# Help! cat bite?



## Sticky (Dec 25, 2012)

I found one of my adult membranacea females on the floor. She has wounds on her back and one eye has been punctured. I bieleve my cat Bo must have bitten her. There is nothing else that could hurt her like this.

I can tell she is in pain. What can I do? Has anyone experianced this? Any advise is very welcome.


----------



## deborato (Dec 25, 2012)

Can she still function normally? Otherwise crush between two things. (Fastest death)


----------



## Sticky (Dec 25, 2012)

She can walk and I was able to get her to drink water and eat alittle honey. Her limbs are not broken.


----------



## Mvalenz (Dec 25, 2012)

I agree. If she cannot function properly euthanasia is an option. I've had mantids with less severe injuries not make it. You can always care for it and hand feed. That takes a lot of time and you have to consider if the mantis is happy and comfortable living that way.


----------



## Mvalenz (Dec 25, 2012)

Sticky said:


> She can walk and I was able to get her to drink water and eat alittle honey. Her limbs are not broken.

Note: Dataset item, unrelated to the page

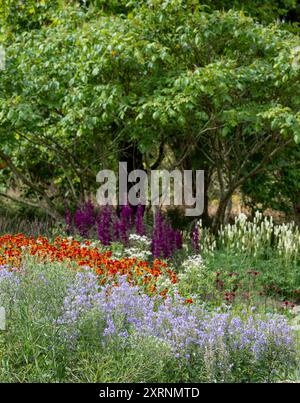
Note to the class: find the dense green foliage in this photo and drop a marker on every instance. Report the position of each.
(173, 84)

Sounds like she may make it. How bad is her eye?


----------



## agent A (Dec 25, 2012)

Kill the cat :devil: 

U can probably seal the wounds with a liquid bandage and then hydrate her well


----------



## Sticky (Dec 25, 2012)

I will wait til tomorrow and see how she is. If she still seems in pain and there is no hope I will euthinize. Poor girl.


----------



## Sticky (Dec 25, 2012)

Mvalenz said:


> Sounds like she may make it. How bad is her eye?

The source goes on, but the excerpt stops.